Some glory in their birth, some in their skill,
Some in their wealth, some in their body’s force;
Some in their garments, though new-fangled ill;
Some in their hawks and hounds, some in their horse;
And every humour hath his adjunct pleasure,
Wherein it finds a joy above the rest:
But these particulars are not my measure;
All these I better in one general best.
Thy love is better than high birth to me,
Richer than wealth, prouder than garments’ cost,
Of more delight than hawks or horses be;
And having thee, of all men’s pride I boast:
Wretched in this alone, that thou mayst take
All this away, and me most wretched make.


On this day in 1982, Scott Fahlman, a computer scientist at Carnegie Mellon, suggested on an online bulletin board that the users type a colon, a hyphen, and a closing parenthesis when their post was intended as a joke. “Read it sideways” he wrote, so readers would realize it looked like a smiley face 🙂.

Fahlman’s wasn’t the only suggested solution to the growing problem of users misreading the tone of sarcastic comments.
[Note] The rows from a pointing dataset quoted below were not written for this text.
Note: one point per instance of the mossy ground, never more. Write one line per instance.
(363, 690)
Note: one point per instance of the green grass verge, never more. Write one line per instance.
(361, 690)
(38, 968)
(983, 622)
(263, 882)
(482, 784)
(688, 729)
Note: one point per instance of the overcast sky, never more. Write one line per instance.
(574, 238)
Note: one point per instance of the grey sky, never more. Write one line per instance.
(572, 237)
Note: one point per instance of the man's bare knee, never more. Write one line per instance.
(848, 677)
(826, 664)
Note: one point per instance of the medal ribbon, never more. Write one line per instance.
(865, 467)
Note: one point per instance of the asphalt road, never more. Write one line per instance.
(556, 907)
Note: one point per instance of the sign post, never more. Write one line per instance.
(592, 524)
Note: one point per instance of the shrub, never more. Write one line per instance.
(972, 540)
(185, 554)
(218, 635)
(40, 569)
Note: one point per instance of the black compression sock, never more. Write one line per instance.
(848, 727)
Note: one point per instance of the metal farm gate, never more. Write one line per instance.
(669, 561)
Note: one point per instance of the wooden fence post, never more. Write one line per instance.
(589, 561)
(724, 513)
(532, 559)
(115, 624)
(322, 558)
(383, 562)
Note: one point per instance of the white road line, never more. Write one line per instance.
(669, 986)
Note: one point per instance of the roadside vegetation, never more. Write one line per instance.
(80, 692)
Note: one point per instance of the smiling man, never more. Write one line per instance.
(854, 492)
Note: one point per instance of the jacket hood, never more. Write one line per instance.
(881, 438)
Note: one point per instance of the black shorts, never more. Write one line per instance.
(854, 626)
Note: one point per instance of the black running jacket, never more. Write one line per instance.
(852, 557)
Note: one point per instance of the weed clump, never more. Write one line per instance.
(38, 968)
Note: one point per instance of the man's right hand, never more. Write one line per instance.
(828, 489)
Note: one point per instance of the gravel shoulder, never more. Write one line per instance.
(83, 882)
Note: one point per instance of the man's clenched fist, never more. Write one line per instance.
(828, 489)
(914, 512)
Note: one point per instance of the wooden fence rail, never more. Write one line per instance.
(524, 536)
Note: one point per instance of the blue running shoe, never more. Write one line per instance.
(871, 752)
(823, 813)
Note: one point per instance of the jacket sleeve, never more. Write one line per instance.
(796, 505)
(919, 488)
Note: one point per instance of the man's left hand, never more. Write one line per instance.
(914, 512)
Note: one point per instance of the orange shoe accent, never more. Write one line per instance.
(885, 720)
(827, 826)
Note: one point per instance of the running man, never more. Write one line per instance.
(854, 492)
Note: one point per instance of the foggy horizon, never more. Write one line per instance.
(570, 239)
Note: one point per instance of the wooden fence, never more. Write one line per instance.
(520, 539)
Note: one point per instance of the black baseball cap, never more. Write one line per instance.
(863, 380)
Three days prior, one Carnegie Mellon user posted a hypothetical physics problem involving an elevator, fire, and mercury. Another responded by posting a facetious warning that the department’s elevator had been burned and contaminated, intending to imply that someone had attempted the experiment. Trouble was, plenty of people didn’t get the joke. The following day, after the rumor had finally been put to rest, someone wrote, “Maybe we should adopt a convention of putting a star (*) in the subject field of any notice that is to be taken as a joke.” It is, of course, impossible to know whether the writer intended this post as a legitimate course of action or as a joke. Regardless, numerous people chimed in with various suggestions, the earnestness of which was, again, difficult to determine. Was the poster who recommended using the percent sign instead of the asterisk sincere? Possibly. The one who proclaimed that the ampersand looks “like a jolly fat man in convulsions of laughter”? Probably not. The one who developed a complete taxonomy and scale of joke types and values, complete with a coding schema? These were computer scientists, after all.

It was then that Fahlman proposed his smiley face, the first-ever emoticon (although that term, a portmanteau of “emotion” and “icon,” wasn’t regularly used until 1994). In the same post, he postulated that perhaps a colon, hyphen, and opening parenthesis — the frowny face — could be used to indicate serious posts. Other posters began using the smiley face to mark jokes, and the convention quickly spread — and mutated to all kinds of typographical pictographs. Fahlman’s frowny face, however, came to express sadness rather than earnestness.

To the critics who lament that good writers needn’t express themselves with pictures but with, rather, words, Fahlman responds on his university Web page. “To a large degree, I agree …,” he writes. “Perhaps the email smiley face has done more to degrade our written communication than to improve it.” But, he continues, the average Internet user doesn’t have the literary skills of Shakespeare or Twain, and isn’t capable of rendering jokes as exquisitely as they. He further argues that the Internet is such a categorically different medium than traditional publishing  — one that encourages such call-and-response from readers — that to not have a way to clearly define a joke invites too much misunderstanding and chaos. “Besides,” he writes, “Shakespeare’s work is full of clichés and his spelling was atrocious.” He follows this with a smiley face 🙂

Fahlman was the first documented user of a modern-day emoticon, but he wasn’t the first to conceive such a thing. In fact, the novelist Vladimir Nabokov himself approved of the concept in 1969. When asked in an interview for The New York Times how he would rank himself among his contemporaries, he replied, “I often think there should exist a special typographical sign for a smile — some sort of concave mark, a supine round bracket, which I would now like to trace in reply to your question.”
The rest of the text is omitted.